Pagina:Atlantide (Mario Rapisardi).djvu/227


Canto decimo 227


Ellero è l’altro, a cui diè Machiavello
     L’indagin acre, ond’egli in dotte guise
     Con severo, anatomico scalpello
     L’idra borghese in ogni parte incise;
     A lui tra’ primi l’Ideal novello
     Dall’inaccesso vertice sorrise;
     Ed ei del suo pensier su le inaccesse
     Cime un altar con l’opre sue gli eresse.

Quel disdegnoso in su la tolda ritto,
     Fosco il crin, fiso il guardo, ampia la fronte,
     È il vate etneo, che come spada ha dritto
     L’animo, ardente il cor, le rime pronte;
     Sta l’Ideal nella sua mente fitto,
     Qual vessillo di guerra in cima a un monte,
     Odio e terror della congrega impura,
     Che da lui dispregiata in lui congiura.

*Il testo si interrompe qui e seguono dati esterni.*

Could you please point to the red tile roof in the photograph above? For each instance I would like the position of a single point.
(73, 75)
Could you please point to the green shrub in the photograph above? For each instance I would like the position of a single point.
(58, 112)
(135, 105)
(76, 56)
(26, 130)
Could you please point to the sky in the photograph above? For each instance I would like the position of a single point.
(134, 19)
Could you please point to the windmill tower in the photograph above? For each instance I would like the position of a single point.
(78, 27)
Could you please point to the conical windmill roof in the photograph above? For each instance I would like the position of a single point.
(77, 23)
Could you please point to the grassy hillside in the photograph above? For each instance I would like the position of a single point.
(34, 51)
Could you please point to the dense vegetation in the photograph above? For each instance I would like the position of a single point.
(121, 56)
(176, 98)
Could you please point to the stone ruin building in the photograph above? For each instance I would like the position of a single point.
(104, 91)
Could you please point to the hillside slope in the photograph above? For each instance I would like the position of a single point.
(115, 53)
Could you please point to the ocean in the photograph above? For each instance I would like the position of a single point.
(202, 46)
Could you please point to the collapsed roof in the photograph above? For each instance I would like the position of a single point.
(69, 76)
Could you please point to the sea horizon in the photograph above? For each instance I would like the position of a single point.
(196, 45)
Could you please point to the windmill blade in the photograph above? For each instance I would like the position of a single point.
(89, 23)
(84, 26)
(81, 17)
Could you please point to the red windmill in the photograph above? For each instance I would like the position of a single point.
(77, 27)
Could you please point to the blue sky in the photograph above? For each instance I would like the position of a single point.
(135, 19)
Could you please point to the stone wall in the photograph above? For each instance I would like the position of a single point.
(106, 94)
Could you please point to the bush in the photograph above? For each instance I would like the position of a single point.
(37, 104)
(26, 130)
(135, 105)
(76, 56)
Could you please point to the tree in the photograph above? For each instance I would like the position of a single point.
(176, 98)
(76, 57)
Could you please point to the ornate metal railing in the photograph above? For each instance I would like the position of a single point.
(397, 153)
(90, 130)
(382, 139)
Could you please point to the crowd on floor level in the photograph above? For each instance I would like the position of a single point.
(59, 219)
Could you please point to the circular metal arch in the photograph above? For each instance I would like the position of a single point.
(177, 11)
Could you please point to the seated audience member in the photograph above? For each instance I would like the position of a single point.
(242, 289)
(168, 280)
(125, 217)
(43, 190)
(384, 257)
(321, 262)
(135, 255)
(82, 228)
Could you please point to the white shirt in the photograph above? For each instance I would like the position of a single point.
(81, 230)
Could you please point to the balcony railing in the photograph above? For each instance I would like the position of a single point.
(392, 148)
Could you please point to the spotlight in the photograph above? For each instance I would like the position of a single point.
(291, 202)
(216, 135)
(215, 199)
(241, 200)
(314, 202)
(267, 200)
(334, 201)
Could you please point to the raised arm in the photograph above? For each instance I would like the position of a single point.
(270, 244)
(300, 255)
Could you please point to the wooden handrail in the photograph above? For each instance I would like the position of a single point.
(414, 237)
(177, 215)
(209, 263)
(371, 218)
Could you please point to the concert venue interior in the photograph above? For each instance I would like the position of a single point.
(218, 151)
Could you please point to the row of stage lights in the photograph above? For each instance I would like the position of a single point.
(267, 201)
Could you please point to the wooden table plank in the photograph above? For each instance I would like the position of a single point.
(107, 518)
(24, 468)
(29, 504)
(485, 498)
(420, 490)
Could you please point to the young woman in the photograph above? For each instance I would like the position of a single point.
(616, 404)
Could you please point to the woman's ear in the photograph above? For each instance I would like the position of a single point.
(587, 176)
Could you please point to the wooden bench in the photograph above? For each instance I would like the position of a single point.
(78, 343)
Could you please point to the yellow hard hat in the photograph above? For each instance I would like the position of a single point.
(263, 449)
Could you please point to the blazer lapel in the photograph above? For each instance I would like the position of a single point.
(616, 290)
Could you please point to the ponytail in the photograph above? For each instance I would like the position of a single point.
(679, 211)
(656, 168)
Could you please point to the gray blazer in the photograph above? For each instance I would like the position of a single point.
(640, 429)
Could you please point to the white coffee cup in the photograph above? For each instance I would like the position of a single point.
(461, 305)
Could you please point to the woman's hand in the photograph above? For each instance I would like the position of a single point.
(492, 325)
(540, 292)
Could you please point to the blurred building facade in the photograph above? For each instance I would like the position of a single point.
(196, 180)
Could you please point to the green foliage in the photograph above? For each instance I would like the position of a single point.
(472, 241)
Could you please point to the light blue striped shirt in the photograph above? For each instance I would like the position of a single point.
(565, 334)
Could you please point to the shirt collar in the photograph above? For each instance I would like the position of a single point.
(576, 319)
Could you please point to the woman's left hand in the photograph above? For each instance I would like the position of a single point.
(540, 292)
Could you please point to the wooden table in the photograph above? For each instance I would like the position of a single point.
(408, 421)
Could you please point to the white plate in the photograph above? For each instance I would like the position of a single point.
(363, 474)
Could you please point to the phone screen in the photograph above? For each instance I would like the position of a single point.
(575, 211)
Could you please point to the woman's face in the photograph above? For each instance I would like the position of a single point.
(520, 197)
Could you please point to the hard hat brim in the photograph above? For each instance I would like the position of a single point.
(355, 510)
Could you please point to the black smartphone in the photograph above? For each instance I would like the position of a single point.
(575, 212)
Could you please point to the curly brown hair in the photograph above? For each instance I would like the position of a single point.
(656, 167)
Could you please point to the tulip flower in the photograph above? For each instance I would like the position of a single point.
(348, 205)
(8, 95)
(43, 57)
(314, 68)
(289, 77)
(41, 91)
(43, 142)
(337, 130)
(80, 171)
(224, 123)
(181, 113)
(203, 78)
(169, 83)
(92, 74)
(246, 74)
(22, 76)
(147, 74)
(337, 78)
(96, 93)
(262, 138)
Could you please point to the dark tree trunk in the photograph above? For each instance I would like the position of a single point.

Una fanciulla nobile e gioconda,
     Dai modi schietti e dall’ingenuo viso,
     Su la spalla di lui posa la bionda
     Testa e il rallegra d’un gentil sorriso;
     Come tenue convolvulo circonda
     Alber che più d’un ramo ebbe reciso,
     Ella così pietosa a lui si stringe,
     E dell’anima sua tutto il ricinge.